Firmato l’accordo che prevede più attenzione per i detenuti depressi, aiuto anche dai compagni
TERAMO. Un protocollo per cercare di evitare i suicidi in carcere. Ieri mattina il direttore generale della Asl Roberto Fagnano e il direttore dell'istituto penitenziario di Castrogno Stefano Liberatore, hanno firmato il "Piano locale operativo di pronto intervento e di prevenzione del rischio autolesivo e suicidario dei detenuti" con il quale vengono definite le modalità di collaborazione reciproche, tra Asl e casa circondariale, per disciplinare aspetti e procedure di prevenzione dei suicidi in carcere.
«Un fenomeno preoccupante è quello del suicidio in carcere», ha commentato Fagnano, «per questo è importante seguire il paziente che è in condizioni depressive tali da poter arrivare al suicidio. Non dimentichiamo che la funzione del carcere non è quella di far scontare la sanzione ma è la rieducazione». Il piano è stato stabilito con la Asl perchè questa dal 2008 gestisce il presidio sanitario in carcere attraverso una unità operativa, diretta da Massimo Forlini, che consta di un servizio polispecialistico con 20 branche e ambulatori attrezzati, dalla radiologia all’ortodonzia.
Un servizio sanitario per 252 detenuti, 210 uomini re 42 donne. La popolazione carceraria si è recentemente ridotta perchè dopo le ultime scosse di terremoto di gennaio il quanto piano è stato svuotato.

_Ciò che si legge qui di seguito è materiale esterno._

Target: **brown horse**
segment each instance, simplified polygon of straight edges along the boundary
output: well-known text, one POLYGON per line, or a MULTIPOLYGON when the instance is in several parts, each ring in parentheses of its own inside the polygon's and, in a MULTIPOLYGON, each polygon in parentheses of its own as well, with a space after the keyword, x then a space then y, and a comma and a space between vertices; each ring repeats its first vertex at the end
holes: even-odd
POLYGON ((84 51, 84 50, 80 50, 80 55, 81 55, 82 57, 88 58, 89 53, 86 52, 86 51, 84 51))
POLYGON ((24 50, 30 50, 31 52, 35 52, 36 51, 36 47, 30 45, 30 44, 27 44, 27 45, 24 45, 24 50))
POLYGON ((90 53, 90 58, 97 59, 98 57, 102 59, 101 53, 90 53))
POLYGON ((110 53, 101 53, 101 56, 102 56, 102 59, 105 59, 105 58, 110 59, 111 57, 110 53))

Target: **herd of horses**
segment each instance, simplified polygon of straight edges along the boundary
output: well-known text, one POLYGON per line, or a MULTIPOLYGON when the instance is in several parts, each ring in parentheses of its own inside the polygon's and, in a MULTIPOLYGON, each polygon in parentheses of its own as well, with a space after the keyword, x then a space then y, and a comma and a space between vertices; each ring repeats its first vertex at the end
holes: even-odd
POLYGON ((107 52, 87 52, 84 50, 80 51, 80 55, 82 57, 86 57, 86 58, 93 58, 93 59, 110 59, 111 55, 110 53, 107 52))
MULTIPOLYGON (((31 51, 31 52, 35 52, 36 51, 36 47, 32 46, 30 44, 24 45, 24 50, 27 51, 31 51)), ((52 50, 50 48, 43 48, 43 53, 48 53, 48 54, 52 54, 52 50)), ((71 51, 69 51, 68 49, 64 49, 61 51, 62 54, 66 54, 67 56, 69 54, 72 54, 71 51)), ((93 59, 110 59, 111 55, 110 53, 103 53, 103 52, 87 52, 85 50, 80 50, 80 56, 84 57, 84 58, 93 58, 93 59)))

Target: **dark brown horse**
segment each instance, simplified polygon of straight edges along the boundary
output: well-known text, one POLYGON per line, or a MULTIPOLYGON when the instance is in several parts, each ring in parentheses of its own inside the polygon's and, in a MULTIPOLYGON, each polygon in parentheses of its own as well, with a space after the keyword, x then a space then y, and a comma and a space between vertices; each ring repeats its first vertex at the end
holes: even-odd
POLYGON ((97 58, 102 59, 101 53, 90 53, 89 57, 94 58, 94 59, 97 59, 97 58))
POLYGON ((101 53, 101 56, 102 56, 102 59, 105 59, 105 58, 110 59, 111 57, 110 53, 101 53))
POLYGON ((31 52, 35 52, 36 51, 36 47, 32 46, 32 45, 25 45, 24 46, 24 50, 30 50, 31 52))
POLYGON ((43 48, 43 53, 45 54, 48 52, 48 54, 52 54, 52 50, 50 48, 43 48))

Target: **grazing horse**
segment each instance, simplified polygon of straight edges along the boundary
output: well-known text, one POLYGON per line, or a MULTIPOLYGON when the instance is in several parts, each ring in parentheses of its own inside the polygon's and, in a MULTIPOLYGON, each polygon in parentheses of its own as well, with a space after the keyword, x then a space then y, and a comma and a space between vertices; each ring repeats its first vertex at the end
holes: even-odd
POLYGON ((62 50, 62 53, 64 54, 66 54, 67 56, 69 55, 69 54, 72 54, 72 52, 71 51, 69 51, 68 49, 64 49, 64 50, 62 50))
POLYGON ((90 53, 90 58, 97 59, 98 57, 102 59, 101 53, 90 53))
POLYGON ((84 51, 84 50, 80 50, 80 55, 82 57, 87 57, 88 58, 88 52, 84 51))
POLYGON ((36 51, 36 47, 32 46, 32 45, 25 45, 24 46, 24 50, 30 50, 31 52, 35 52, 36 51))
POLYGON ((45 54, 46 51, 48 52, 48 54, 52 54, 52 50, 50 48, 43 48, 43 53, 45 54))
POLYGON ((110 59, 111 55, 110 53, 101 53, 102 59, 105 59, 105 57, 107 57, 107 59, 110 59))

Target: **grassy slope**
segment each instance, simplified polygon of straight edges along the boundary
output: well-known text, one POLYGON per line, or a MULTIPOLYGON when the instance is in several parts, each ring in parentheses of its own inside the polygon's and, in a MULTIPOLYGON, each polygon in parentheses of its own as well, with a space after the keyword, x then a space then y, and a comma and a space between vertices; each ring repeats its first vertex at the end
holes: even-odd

«Con l’accordo a firma congiunta, di fatto viene regolamentato e potenziato il servizio multidisciplinare di pronto intervento e prevenzione del rischio di suicidio, nonché di auto ed etero aggressione, che è teso - fin dalle prime fasi della detenzione - ad affiancare il concetto di "sorveglianza" a quello di "sostegno"», si legge in una nota della Asl, «uno staff multidisciplinare, dunque, composto non solo da personale sanitario, ma anche da personale della direzione dell'istituto che potrà essere integrato, all'occorrenza, da altre figure (ad esempio, i mediatori culturali), prenderà in carico tutti i soggetti che manifestino i sintomi di un intento autolesionistico o suicidario». Prevista anche la formazione di alcuni detenuti che, opportunamente formati, possono assumere il ruolo di “care giver”, una sorta di assistenti.
«Chi non sente l’odore del carcere», spiega il direttore Liberatore, «non può capire che cosa significa gestire la violenza contro se stessi. Il carcere è un luogo afflittivo perchè priva della libertà personale: l’obiettivo è rendere le condizioni ambientali il più positive possibili».
Nel carcere di Teramo, negli ultimi sette anni, sono avvenuti otto suicidi. Si sono tolti la vita un detenuto italiano nel 2010 e un altro nel 2011, tre italiani e una donna etiope nel 2012, una carcerata bulgara nel 2014, uno italiano nel 2015. Nel 2016 e nel 2017 nessun suicidio. Ma c’è da dire che nel corso di questi anni sono stati centinaia i tentativi di suicidio. (a.f.)